This is the promised news roundup, which may be my last, at least for
some time. It covers 30 June to 27 September this year.
The roll-out of "new generic" TLDs continues apace. The missing DS record
for "bio" was created in mid-July. The algorithm statistics are now:
Algorithm NSEC3 Opt Number of newgeneric TLDs
Out 2014-06-30 2014-09-27
RSASHA1 No - 12 +5 17
RSASHA1 Yes No 0 +2 2
RSASHA1 Yes Yes 31 +7 38
RSASHA256 No - 20 +31 51
RSASHA256 Yes No 172 +27 199
RSASHA256 Yes Yes 77 +17 94
RSASHA512 Yes No 10 +3 13
Total 322 +92 414
See http://people.ds.cam.ac.uk/cet1/newgeneric-tlds-20140927 for a
full list. Since mid-August, all new domains (and some delegated
earlier) have been using the "Name Collision Occurrence Management
Framework" - see https://www.icann.org/news/announcement-2-2014-08-01-en
Among "traditional" TLDs, there have been two additions and four
changes of status:
Traditional TLD Algorithm NSEC3 Opt DS @ DLV @ DLV.
Out ROOT ISC.ORG
> tn. RSASHA256 No - Yes No
> xn--pgbs0dh. RSASHA256 No - Yes No
< es. RSASHA256 Yes Yes No Yes
> es. RSASHA256 Yes Yes Yes Yes
< hr. RSASHA256 Yes Yes No No
> hr. RSASHA256 Yes Yes Yes No
< kg. RSASHA1 No - Yes No
> kg. RSASHA1 No - Yes Yes
< xn--l1acc. RSASHA1 No - (Yes) Yes
> xn--l1acc.
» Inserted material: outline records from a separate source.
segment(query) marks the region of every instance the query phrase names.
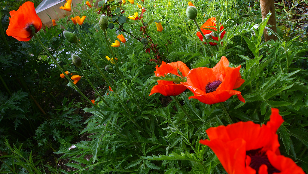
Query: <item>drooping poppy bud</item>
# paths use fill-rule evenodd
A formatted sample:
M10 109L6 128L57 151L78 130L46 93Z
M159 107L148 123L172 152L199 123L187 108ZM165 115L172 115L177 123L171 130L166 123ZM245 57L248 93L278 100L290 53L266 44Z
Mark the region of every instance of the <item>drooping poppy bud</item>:
M106 70L107 72L108 72L110 74L111 74L113 73L113 71L114 71L114 70L112 68L112 66L110 65L107 65L105 67L105 69Z
M193 6L188 6L186 9L186 15L189 19L194 20L197 14L197 9Z
M99 28L101 30L105 30L108 26L108 20L107 19L107 16L104 14L101 15L99 18Z
M77 36L73 33L70 32L66 30L63 31L63 35L67 41L72 43L76 43L78 42L78 38Z
M74 54L72 55L72 63L77 67L81 66L81 59L77 55Z

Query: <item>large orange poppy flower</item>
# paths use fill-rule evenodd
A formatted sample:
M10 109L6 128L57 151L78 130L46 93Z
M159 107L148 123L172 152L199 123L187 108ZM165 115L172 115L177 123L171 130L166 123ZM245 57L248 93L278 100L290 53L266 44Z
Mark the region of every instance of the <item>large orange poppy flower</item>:
M33 36L30 26L33 25L35 33L42 28L42 21L36 14L34 5L27 2L19 7L17 11L10 12L10 24L6 30L6 34L19 41L27 41Z
M201 29L201 31L202 31L202 32L203 33L203 34L205 35L207 34L210 34L212 32L212 31L210 30L208 30L205 29L204 29L202 28L211 28L214 30L215 31L217 31L217 30L216 29L216 18L215 17L213 17L209 19L208 19L206 22L205 22L203 25L202 25L201 26L201 27L200 29ZM211 27L210 26L213 26L213 27ZM223 30L224 27L221 26L220 26L219 28L220 31L221 31L222 30ZM221 40L224 37L224 35L225 35L225 34L226 33L225 31L224 31L220 34L220 39ZM198 31L197 32L197 35L198 37L199 37L199 38L200 40L201 40L201 41L202 41L203 40L203 37L201 35L201 33L200 31ZM212 37L212 38L214 40L216 40L218 41L218 37L215 37L213 36L212 35L210 36L210 37ZM205 42L205 43L206 44L206 43ZM213 42L209 42L209 43L211 45L216 45L217 44L217 43Z
M201 140L216 154L229 174L304 174L291 159L280 155L276 132L283 122L277 109L272 108L266 125L240 122L210 127L210 140Z
M241 65L236 68L229 67L226 57L221 57L213 68L206 67L192 69L187 75L187 82L181 83L194 94L189 99L197 99L202 103L212 104L224 102L233 95L243 102L245 99L239 91L233 90L245 81L241 79Z
M182 73L183 76L187 77L187 74L189 71L189 68L185 63L180 61L168 63L163 62L160 67L158 67L158 66L156 65L156 71L154 72L156 77L161 76L164 77L165 75L168 73L180 76L177 73L178 68ZM153 87L149 96L156 92L160 93L165 96L177 95L187 89L183 85L176 84L171 81L157 80L157 82L158 84Z
M71 11L71 5L72 4L72 0L67 0L67 1L65 4L64 4L64 6L61 6L59 8L68 11Z

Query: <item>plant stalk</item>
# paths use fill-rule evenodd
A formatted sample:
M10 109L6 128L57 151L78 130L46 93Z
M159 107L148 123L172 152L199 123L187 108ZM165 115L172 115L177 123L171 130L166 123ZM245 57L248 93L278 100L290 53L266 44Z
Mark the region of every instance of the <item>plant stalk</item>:
M140 111L142 111L142 110L141 109L141 107L140 107L140 106L139 105L139 103L137 101L137 100L136 99L136 98L135 98L135 96L132 95L132 90L131 88L129 87L128 86L128 85L127 84L127 83L126 83L126 81L125 80L125 79L124 79L124 77L123 76L123 75L122 75L122 73L121 73L121 71L120 71L120 69L119 67L119 66L118 66L118 63L117 63L116 61L116 58L115 57L114 55L113 54L113 53L112 52L112 50L111 50L111 48L110 48L110 46L109 45L109 42L108 41L108 39L107 38L107 34L106 33L107 31L104 31L104 34L105 34L105 38L106 39L106 42L107 42L107 44L108 46L108 47L109 48L109 50L110 51L110 53L111 53L111 55L112 55L112 57L113 58L113 59L114 59L115 64L116 65L116 67L118 71L117 71L118 72L118 73L120 75L120 76L121 77L121 78L123 80L123 81L124 83L124 84L125 86L126 86L126 88L127 88L128 91L128 95L129 95L130 97L131 97L131 98L132 98L134 100L135 103L137 105L137 107Z
M94 86L93 85L93 84L92 84L92 83L91 82L91 81L90 81L90 80L89 79L89 78L88 78L87 76L87 75L86 73L85 73L84 71L83 71L83 70L82 69L82 68L81 68L81 67L79 67L79 68L80 69L80 71L81 71L81 72L82 73L82 74L83 75L83 76L86 78L86 79L87 79L87 81L88 81L88 82L89 83L89 84L90 84L90 86L91 86L91 87L92 87L92 88L93 89L93 90L94 90L94 92L95 92L95 93L96 94L96 95L97 95L99 97L99 98L100 99L102 100L103 101L103 102L104 103L105 103L105 104L106 104L106 105L107 105L107 106L108 106L109 107L110 107L110 106L109 106L109 104L108 104L108 103L107 103L107 102L106 101L106 100L105 100L105 99L104 99L103 97L102 97L102 96L100 94L99 94L99 93L98 92L98 91L97 91L97 90L96 89L95 89L95 87L94 87Z
M189 116L189 114L188 114L188 113L186 111L186 110L185 110L185 109L181 105L180 102L179 102L179 100L177 100L177 99L176 99L176 97L175 96L172 96L171 97L174 100L175 102L176 102L176 103L177 104L177 105L179 105L179 107L180 107L181 109L183 111L183 112L184 112L184 113L185 114L186 116L187 117L187 118L188 118L188 119L189 120L189 121L190 121L190 122L192 123L192 126L193 126L193 127L194 127L195 129L197 129L197 127L196 127L195 125L195 123L194 123L192 121L192 119L190 116Z
M226 108L225 107L225 106L224 105L223 103L222 103L222 102L219 102L219 104L220 105L222 109L222 110L224 111L225 115L226 115L227 121L228 122L228 123L229 124L231 124L233 123L233 122L232 122L232 120L231 120L231 118L230 117L230 115L229 115L229 114L227 111L227 110L226 109Z
M144 132L142 130L142 129L141 128L141 127L139 125L139 124L136 122L136 121L135 120L135 119L134 119L131 116L131 115L132 115L132 113L131 111L128 109L128 107L127 107L127 106L126 106L126 105L124 103L124 102L123 101L122 101L122 99L120 97L120 96L119 96L119 94L118 94L118 92L115 89L114 89L113 86L111 85L111 83L110 82L109 82L109 81L108 80L108 79L106 77L106 76L105 76L105 75L103 74L103 72L102 72L102 71L100 71L100 69L99 69L99 68L98 67L98 66L97 66L97 64L96 64L96 63L95 63L95 62L94 62L94 60L91 57L91 56L90 56L90 55L89 55L89 54L88 53L87 51L86 51L83 48L82 48L81 47L80 47L80 46L79 45L79 44L76 43L76 45L77 45L77 47L78 47L79 48L80 48L81 50L83 51L86 54L87 54L87 56L90 59L90 60L91 60L91 61L92 62L92 63L93 63L93 64L94 65L94 66L95 66L95 67L96 67L96 69L97 69L97 70L98 70L98 71L99 72L99 73L101 75L102 75L102 76L103 76L103 78L104 79L105 79L105 81L106 81L106 82L108 84L108 85L109 85L109 86L110 86L111 87L111 89L112 89L113 91L114 92L114 93L116 95L116 96L118 98L118 99L119 99L119 101L120 101L120 102L121 103L121 104L122 105L122 106L123 106L123 107L124 107L124 109L126 111L126 112L127 113L128 117L128 118L129 118L129 119L130 119L132 121L132 122L134 124L135 124L135 125L136 125L136 126L137 127L138 127L138 128L139 129L140 131L141 132L142 132L142 133L143 133ZM93 103L92 103L92 102L91 102L91 103L92 104L93 104Z
M33 25L31 26L33 26ZM78 92L79 92L79 93L80 94L80 95L81 95L81 96L82 96L83 98L84 98L84 99L88 102L88 103L90 103L91 106L95 106L95 105L94 104L93 104L93 103L92 103L89 99L88 99L87 97L86 96L86 95L82 92L81 91L80 91L79 88L77 87L77 86L76 86L76 85L74 83L71 79L66 74L65 72L64 71L64 70L63 70L63 69L62 69L62 68L61 66L60 66L60 65L58 63L58 62L57 62L55 59L55 58L54 58L54 57L51 55L51 54L50 54L49 52L48 51L48 50L47 49L47 48L46 48L46 47L45 47L45 46L44 45L44 44L42 43L42 41L41 41L39 38L38 38L37 35L36 35L36 34L35 32L35 29L34 28L34 30L32 28L34 28L34 26L33 26L33 27L31 27L31 30L32 31L32 31L32 34L33 34L33 36L34 36L34 37L36 39L36 40L37 41L38 43L41 44L41 46L43 47L43 49L45 51L45 52L47 53L47 54L49 56L49 57L51 58L52 61L54 62L54 63L55 64L56 66L57 66L57 67L58 67L58 68L60 70L60 71L61 71L61 72L63 73L63 74L64 74L65 76L65 77L66 77L67 79L68 80L68 81L74 87L74 89Z

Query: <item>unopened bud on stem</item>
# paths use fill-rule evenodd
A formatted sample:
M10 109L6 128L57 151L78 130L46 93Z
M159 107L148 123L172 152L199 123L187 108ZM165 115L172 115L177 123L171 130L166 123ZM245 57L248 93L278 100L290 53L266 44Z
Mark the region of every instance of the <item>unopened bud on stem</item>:
M77 67L81 66L81 59L75 55L72 55L72 62Z
M195 19L197 14L197 9L193 6L188 6L186 9L186 15L189 19Z
M107 16L104 14L100 15L99 18L99 22L98 22L99 25L99 28L101 30L105 30L108 26L108 20L107 19Z
M77 43L78 42L77 36L73 33L65 30L63 31L63 35L69 42L72 43Z

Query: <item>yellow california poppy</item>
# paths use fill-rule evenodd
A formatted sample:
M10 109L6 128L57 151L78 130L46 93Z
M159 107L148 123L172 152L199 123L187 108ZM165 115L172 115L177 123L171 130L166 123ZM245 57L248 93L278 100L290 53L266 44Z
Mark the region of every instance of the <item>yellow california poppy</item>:
M155 24L156 24L156 28L157 28L157 30L158 31L161 31L163 30L163 26L161 26L161 24L160 23L160 22L159 22L158 23L155 22Z
M128 18L132 20L136 21L136 20L138 19L138 18L137 18L137 17L138 17L138 12L135 12L133 16L128 16ZM136 19L136 18L137 18Z

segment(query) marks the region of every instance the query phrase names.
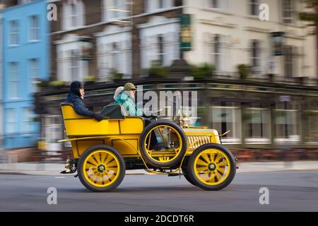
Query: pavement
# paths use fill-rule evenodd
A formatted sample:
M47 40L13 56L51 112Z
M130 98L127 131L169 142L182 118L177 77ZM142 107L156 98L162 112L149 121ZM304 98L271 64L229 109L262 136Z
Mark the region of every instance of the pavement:
M240 172L318 170L318 161L243 162L237 163ZM0 174L59 175L65 170L62 163L0 163ZM144 170L126 170L126 174L151 174Z

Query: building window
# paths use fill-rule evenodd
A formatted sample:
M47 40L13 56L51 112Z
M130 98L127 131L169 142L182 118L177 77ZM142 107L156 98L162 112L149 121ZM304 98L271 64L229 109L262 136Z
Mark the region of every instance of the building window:
M158 64L160 66L163 66L165 52L163 49L163 36L159 35L158 36Z
M32 16L30 18L29 40L36 41L40 40L39 17Z
M254 74L261 73L261 44L258 40L252 40L251 44L251 65Z
M68 0L63 6L63 28L73 29L85 25L84 4L81 0Z
M213 8L220 8L220 0L210 0L210 7Z
M104 0L104 20L123 18L128 15L126 0Z
M270 143L270 110L259 104L250 105L243 114L246 122L246 143Z
M71 19L71 25L73 28L76 28L77 26L77 20L78 17L78 12L77 11L77 6L74 3L71 3L70 4L71 8L71 14L69 16Z
M23 107L22 112L22 132L30 133L32 131L33 114L33 109L32 107Z
M151 13L161 9L167 9L173 6L172 0L146 0L147 13Z
M19 23L18 20L10 22L9 44L19 44Z
M29 79L31 81L30 92L37 92L37 81L40 78L40 64L37 59L29 61Z
M236 103L215 102L211 107L211 125L220 133L230 130L222 138L224 143L241 143L241 112Z
M6 133L12 134L16 132L17 116L16 109L9 108L6 110Z
M259 0L249 0L249 15L259 16Z
M61 144L57 143L59 140L63 138L61 118L60 115L50 115L44 118L47 150L57 151L61 149Z
M118 46L118 43L112 44L112 69L113 70L119 71L119 47Z
M9 64L9 84L8 97L9 98L18 98L19 92L19 79L18 63L13 62Z
M309 102L305 111L305 141L318 143L318 101Z
M280 102L275 109L275 123L276 127L276 143L299 142L299 109L295 103Z
M79 78L79 52L77 49L70 51L71 62L69 71L71 73L71 81L78 80Z
M291 23L294 20L293 0L283 0L283 23Z
M212 47L212 59L213 64L216 67L216 71L218 72L220 71L220 59L221 59L221 52L220 52L220 35L215 35L213 36L213 47Z

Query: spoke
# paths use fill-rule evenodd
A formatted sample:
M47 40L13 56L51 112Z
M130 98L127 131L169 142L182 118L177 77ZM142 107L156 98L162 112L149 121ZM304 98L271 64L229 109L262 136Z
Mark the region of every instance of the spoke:
M209 160L209 159L208 159L208 154L202 154L202 155L200 156L200 157L202 157L202 158L204 159L204 160L205 162L206 162L207 163L209 163L209 162L210 162L210 160Z
M96 164L93 164L93 163L92 163L92 162L90 162L90 161L87 161L86 163L90 164L91 165L93 165L93 166L94 166L94 167L95 167L98 166Z
M102 173L102 185L105 185L104 177L105 177L104 173Z
M153 151L152 150L147 150L147 152L148 152L149 156L151 156L151 155L153 154Z
M96 162L97 165L99 165L100 162L96 159L96 157L95 156L95 154L92 155L93 159Z
M210 152L210 162L213 162L213 156L214 156L214 153L213 153L211 151Z
M107 160L107 158L108 157L108 156L110 155L108 155L108 153L104 153L104 160L102 160L102 163L105 163L105 162L106 162L106 160Z
M88 163L88 162L86 162L86 163ZM85 170L86 170L86 171L90 170L93 170L93 169L96 169L96 167L95 166L92 167L92 166L88 165L88 164L86 164L86 165L85 166Z
M117 172L118 170L118 167L115 166L115 167L107 167L107 170L108 171L112 170L114 172Z
M196 172L197 172L198 173L200 173L200 172L202 172L202 171L206 172L206 170L208 170L208 167L197 167L197 168L196 168Z
M108 162L107 163L106 163L106 165L108 165L108 164L110 164L110 162L114 161L114 158L113 157L110 162Z
M102 153L100 153L100 163L102 163Z
M216 182L216 174L213 172L213 175L211 175L208 183L215 183Z
M208 173L206 172L206 173L205 173L205 174L200 174L200 177L201 177L203 180L204 180L204 181L206 181L206 182L208 182L208 179L209 179L209 177L208 177Z
M222 178L222 175L218 171L216 172L216 175L218 182Z
M223 155L220 153L218 153L218 157L216 158L216 162L218 162L220 161L220 160L222 160L223 157Z
M206 167L208 167L208 163L207 162L204 162L204 161L203 161L203 160L201 160L201 159L198 159L198 160L196 161L196 165L202 165L202 166L206 166Z
M151 132L149 133L149 138L148 140L148 148L147 148L148 150L150 149L150 144L151 142L151 133L152 133Z
M221 174L222 176L224 175L224 172L225 171L225 169L218 169L216 170L216 171L218 171L218 172Z
M228 167L228 162L223 162L218 163L218 166L220 166L220 167Z

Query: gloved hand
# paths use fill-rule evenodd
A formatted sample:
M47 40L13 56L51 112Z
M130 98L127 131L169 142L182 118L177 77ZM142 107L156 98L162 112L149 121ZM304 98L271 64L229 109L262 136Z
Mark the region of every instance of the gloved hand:
M100 121L103 119L102 116L98 112L93 113L93 117L98 121Z

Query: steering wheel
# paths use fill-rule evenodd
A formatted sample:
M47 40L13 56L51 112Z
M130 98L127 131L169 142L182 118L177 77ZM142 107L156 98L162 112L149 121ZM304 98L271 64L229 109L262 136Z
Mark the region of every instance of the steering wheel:
M143 114L143 117L150 119L156 119L160 115L160 112L163 111L163 109L160 109L155 112L153 112L149 115Z

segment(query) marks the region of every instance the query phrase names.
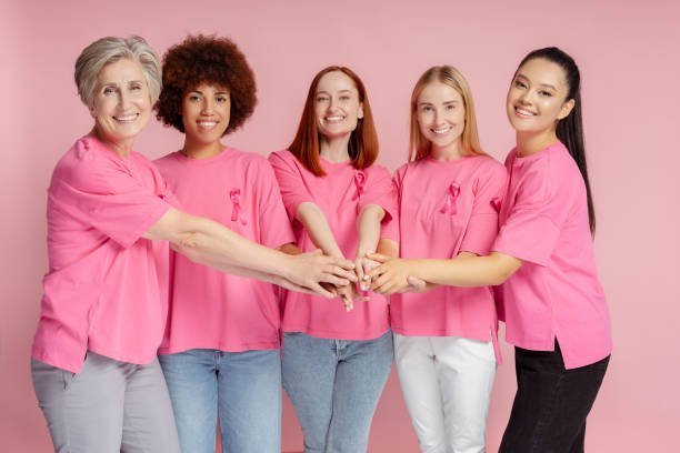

RSASHA1 No - Yes Yes
See http://people.ds.cam.ac.uk/cet1/traditional-tlds-20140927 for a
full list. "tn" and "xn-pgbs0dh" (both Tunisia) are recent, while
"es" (Spain) and "hr" (Croatia) got their DS records back in July.
"kg" also re-established its DLV entry back then (one wonders why).
Finally, "xn--l1acc" (IDN for Mongolia), after more operational ups
and downs in August, have finally managed to get their DS record
matching their KSK - it took them over a year to sort this out!
"ke" (Kenya) who have been using algorithm 5 (RSASHA1) have
just one of their ZSKs using algorithm 7 (RSASHA1-NSEC3) since
early August. If this is the start of an algorithm rollover, it
is proceeding rather slowly.
Changes in the known-to-me state of signed children of "ac.uk"
involve 3 additions and 2 removals:
Signed zone Algorithm NSEC3 Opt DS @ DLV @ DLV.
Out JANET ISC.ORG
> lancaster.ac.uk. RSASHA256 Yes No Yes No [Lancaster]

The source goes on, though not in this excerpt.